Die Wissenschafter untersuchten die Bindungsfähigkeit von saisonalen A(H1N1-Viren) und von A(H1N1)-Viren des Schweinegrippe-Stammes an verschiedenen Geweben von Frettchen, Mäusen und Primaten. Sie dienen seit langem als Tiermodelle für das Studium der Influenza: Während die "normalen" H1N1-Viren vor allem an Rezeptoren der oberen Atemwege (Nase, Rachen etc.) andockten und dort in das Gewebe eindrangen, um die Zellen auf Virusproduktion umzupolen und sich so zu vermehren, können die neuen Schweinegrippe-Viren offenbar besser eine andere Variante der Rezeptoren in den tiefen Atemwegen (Lunge) für das Eindringen in den Körper benutzen.

Feizi: "Diese Unterschiede bei der Rezeptor-Bindung zwischen den Pandemie- und den saisonalen Influenza-Viren können zumindest zum Teil die größere Vermehrungskapazität und die schwereren Verlaufsformen bei Frettchen, Mäusen und Primaten erklären, die bei der Infektion mit dem Pandemie-Virus auftritt."
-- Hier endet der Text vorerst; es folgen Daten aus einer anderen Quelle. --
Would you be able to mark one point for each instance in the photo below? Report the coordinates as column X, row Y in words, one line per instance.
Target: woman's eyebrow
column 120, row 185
Kumar hatte in Winnipeg in Kanada Ende April dieses Jahres bei den schwerstkranken Influenza-Infizierten folgende Beobachtungen gemacht: "Die Patienten waren jung, im Durchschnitt um die 40. Nur wenige waren über 55 Jahre alt, zwei Drittel davon Frauen. Und wenn man sie eine Woche vorher nach ihrem Gesundheitszustand gefragt hätte, hätten sie gesagt: 'Ich bin eigentlich gesund'. Im Röntgen zeigten sich schwere Veränderungen der Lunge.

In Gewebeproben unter dem Mikroskop ähneln sie ganz genau den Krankheitserscheinungen der Influenza-Pandemie von 1958 und jener von 1918 (Spanische Grippe, Anm.). Und die Patienten, die ich da gesehen habe, gehörten zu den kränksten Menschen, die ich je gesehen habe. Man braucht wochenlange Beatmung - mit modernen Methoden."